Education

Yale and Columbia Are Ripping Off Financial Aid Students, Lawsuit Says

By Paul Blest,  Vice

The lawsuit calls the group schools a “price-fixing cartel.”

More than a dozen of the nation’s top universities—including Ivy League universities Yale, Brown, Columbia, Dartmouth, Cornell, and the University of Pennsylvania—allegedly used their financial aid policies to rip off more than 170,000 students for hundreds of millions of dollars, according to a lawsuit filed in Illinois Sunday.

The lawsuit, filed on behalf of five former students, alleges that for two decades, the universities “have participated in a price-fixing cartel that is designed to reduce or eliminate financial aid as a locus of competition, and that in fact has artificially inflated the net price of attendance for students receiving financial aid.”

This “cartel” refers to the 568 Presidents’ Group, a committee of private colleges and universities formed in the late 1990s to create a “consensus methodology” for “determining the family’s ability to pay for college,” or a formula for financial aid, according to the group’s website.
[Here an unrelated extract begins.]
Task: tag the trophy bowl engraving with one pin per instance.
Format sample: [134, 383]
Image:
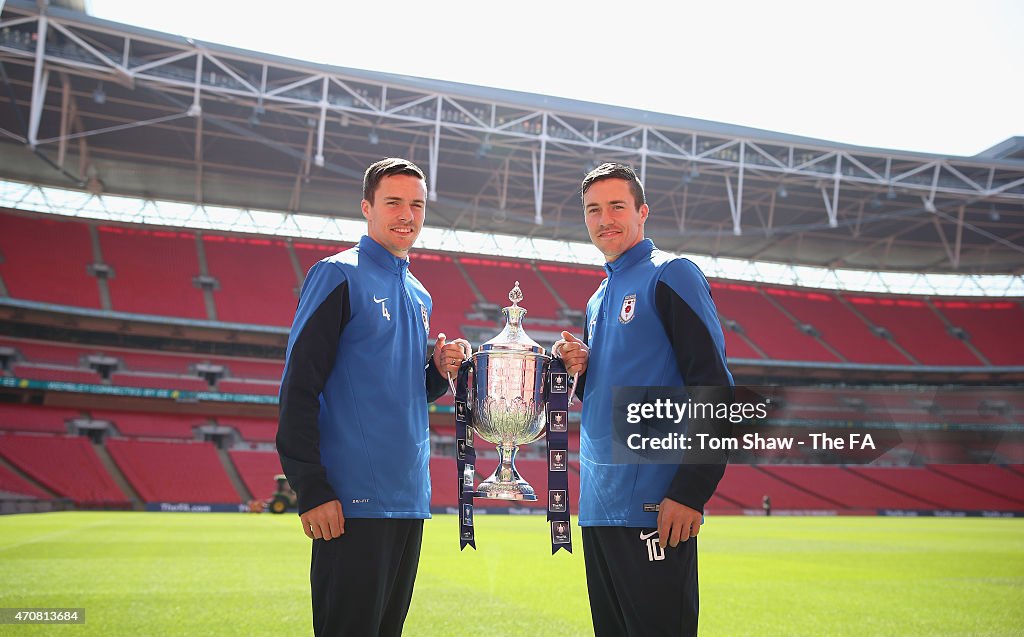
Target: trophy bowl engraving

The group was formed after high-profile Justice Department antitrust lawsuits against the Massachusetts Institute of Technology and several Ivy League universities for engaging in fixing the price of tuition and faculty salaries. Federal antitrust legislation passed in 1994 further regulated the process, saying that colleges can work together to share some financial aid information, including a common application for financial aid.